R.E.M. decamped to Indiana for the album sessions proper, where they reunited with Gehman at Mellencamp’s studio – Belmont Mall in Bloomington – and completed the new record’s 12 songs across April and May 1986. Gehman encouraged Michael Stipe’s vocal prowess during the sessions and, accordingly, Lifes Rich Pageant is rightly viewed as a watershed for R.E.M.: the record where Stipe significantly gained in confidence as a frontman and began to clearly enunciate his lyrics.
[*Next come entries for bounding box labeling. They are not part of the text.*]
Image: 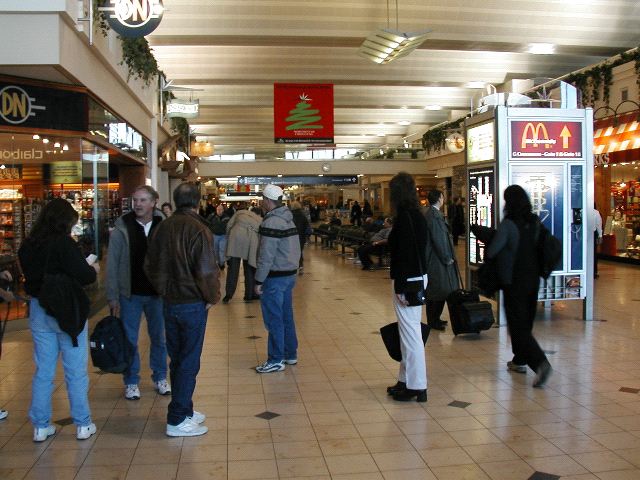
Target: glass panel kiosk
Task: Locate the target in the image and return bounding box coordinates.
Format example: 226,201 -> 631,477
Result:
465,100 -> 594,321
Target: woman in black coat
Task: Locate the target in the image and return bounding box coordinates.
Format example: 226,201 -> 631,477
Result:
487,185 -> 551,387
387,172 -> 427,402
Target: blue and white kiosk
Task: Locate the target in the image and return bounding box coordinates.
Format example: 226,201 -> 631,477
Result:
465,89 -> 594,320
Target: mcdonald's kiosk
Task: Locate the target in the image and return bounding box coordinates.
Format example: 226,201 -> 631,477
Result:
465,106 -> 594,320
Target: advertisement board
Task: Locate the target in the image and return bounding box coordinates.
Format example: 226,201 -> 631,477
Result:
273,83 -> 334,144
468,167 -> 496,265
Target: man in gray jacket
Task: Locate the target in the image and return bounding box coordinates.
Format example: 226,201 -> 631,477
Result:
107,185 -> 171,400
255,185 -> 300,373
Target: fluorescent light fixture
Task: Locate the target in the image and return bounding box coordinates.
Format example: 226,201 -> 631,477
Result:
358,28 -> 431,63
527,43 -> 556,55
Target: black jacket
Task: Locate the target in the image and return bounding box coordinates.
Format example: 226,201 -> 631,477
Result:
388,208 -> 427,293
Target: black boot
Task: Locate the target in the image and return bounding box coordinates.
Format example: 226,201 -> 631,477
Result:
393,388 -> 427,403
387,380 -> 407,395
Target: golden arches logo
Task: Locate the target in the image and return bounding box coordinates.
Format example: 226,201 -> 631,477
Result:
521,122 -> 556,149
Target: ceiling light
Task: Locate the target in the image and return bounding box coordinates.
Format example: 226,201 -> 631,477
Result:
358,28 -> 431,63
527,43 -> 556,55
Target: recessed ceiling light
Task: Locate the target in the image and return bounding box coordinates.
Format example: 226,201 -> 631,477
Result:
527,43 -> 556,55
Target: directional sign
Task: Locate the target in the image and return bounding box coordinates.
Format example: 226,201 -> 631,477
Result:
509,120 -> 583,160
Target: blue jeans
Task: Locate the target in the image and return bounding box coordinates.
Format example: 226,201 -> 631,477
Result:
29,298 -> 91,428
164,302 -> 207,425
120,295 -> 167,385
260,275 -> 298,362
213,235 -> 227,265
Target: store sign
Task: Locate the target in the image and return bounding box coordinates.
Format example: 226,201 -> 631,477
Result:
99,0 -> 164,38
273,83 -> 334,144
509,120 -> 583,159
167,99 -> 200,118
0,80 -> 87,132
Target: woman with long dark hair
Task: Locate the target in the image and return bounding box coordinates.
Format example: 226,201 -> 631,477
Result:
18,198 -> 98,442
487,185 -> 551,387
387,172 -> 427,402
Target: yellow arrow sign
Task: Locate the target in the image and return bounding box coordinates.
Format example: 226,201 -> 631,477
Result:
560,125 -> 571,148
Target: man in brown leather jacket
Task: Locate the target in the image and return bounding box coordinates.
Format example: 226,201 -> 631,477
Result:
144,183 -> 220,437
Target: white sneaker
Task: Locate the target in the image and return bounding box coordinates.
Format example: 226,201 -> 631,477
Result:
33,425 -> 56,442
76,423 -> 96,440
156,378 -> 171,395
167,417 -> 209,437
124,383 -> 140,400
190,410 -> 207,425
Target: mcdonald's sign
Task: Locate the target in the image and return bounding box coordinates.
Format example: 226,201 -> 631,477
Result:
509,120 -> 582,159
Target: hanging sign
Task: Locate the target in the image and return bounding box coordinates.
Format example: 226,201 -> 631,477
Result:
99,0 -> 164,38
509,120 -> 582,160
273,83 -> 334,144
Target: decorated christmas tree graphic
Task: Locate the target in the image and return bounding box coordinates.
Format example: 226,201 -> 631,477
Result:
285,93 -> 324,130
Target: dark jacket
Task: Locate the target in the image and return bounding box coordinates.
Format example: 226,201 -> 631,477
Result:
18,235 -> 96,347
487,215 -> 540,290
144,208 -> 220,304
425,207 -> 459,301
388,209 -> 427,293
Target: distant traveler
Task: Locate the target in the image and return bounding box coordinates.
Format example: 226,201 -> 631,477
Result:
486,185 -> 552,387
18,198 -> 99,442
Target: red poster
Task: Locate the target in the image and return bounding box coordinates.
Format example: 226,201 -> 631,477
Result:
273,83 -> 333,144
509,120 -> 582,159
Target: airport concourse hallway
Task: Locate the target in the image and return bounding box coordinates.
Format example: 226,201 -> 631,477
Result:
0,244 -> 640,480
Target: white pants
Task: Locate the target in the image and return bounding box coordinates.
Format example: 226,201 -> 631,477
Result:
392,275 -> 427,390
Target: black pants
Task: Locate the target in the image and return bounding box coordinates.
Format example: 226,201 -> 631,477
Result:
226,257 -> 256,300
504,285 -> 547,372
425,300 -> 446,325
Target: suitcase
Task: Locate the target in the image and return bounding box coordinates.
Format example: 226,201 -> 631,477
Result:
447,289 -> 494,335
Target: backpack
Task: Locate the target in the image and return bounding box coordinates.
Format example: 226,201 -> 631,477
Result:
89,315 -> 135,373
538,223 -> 562,280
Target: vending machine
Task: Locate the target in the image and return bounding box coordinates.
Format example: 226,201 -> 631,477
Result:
465,106 -> 594,320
As a lyricist, it was patently obvious that Stipe had also grown immensely, with a number of Lifes Rich Pageant’s key tracks reflecting his burgeoning interest in contemporary politics and ecological issues. Though the apocryphal tale of Galileo Galilei dropping feathers and lead weights off the Leaning Tower Of Pisa, to test the laws of gravity, partly inspired his eventual lyric, the glorious, yearning “Fall On Me” also commented on environmental issues, most specifically acid rain. The brooding “Cuyahoga,” meanwhile, referred to the heavily polluted Cuyahoga River that flows into Lake Erie in Cleveland, Ohio. The lyric “We burned the river down” reputedly referred to several occasions (most specifically in 1969) when the river actually caught fire in the locale.

Stipe, however, wasn’t the only band member to benefit from Gehman’s disciplined approach to recording. The entire line-up was on point throughout the sessions, and from the purposeful opener, “Begin The Begin,” to the joyous closing cover of The Clique’s “Superman,” Lifes Rich Pageant was suffused with a swaggering élan that was almost entirely absent on Fables Of The Reconstruction.

Filler was never an issue with Lifes Rich Pageant, and the record has remained a panacea for the ears to this day. Surging, idealistic anthems such as “I Believe” and “These Days” (“We are concern/We are hope despite the times”) have retained both energy and urgency, while the homespun folk of “Swan Swan H”and the curious, rhumba-like “Underneath The Bunker” – with its distorted vocals and nuclear war-related lyric – remind us that, even at their most direct and accessible, R.E.M. always exuded a tantalizing air of mystique.

Elsewhere, Stipe’s growing confidence ensured he delivered emotive vocal performances on the poised “What If We Give It Away?” and the shimmering “The Flowers Of Guatemala.” His opaque lyrics seemingly gave little away, though the latter song has long been rumored to relate to the disappearance of political dissidents in Guatemala. Whatever the truth of the matter, “The Flowers Of Guatemala” remains one of the semi-hidden gems in R.E.M.’s catalog, and at very least it’s on a par with the band’s more celebrated ballads such as “Everybody Hurts” and “Strange Currencies.”

The album concluded with an inspired cover of The Clique’s cult 1969 hit “Superman,” the song opening with a sample from one of the Godzilla movies and featuring a rare lead vocal from bassist Mike Mills. Shorn of the movie sample, the infectious “Superman” was later chosen as the second of the two singles culled from the album and – like the preceding “Fall On Me” – it charted inside the Top 20 of the Billboard Mainstream Rock Chart.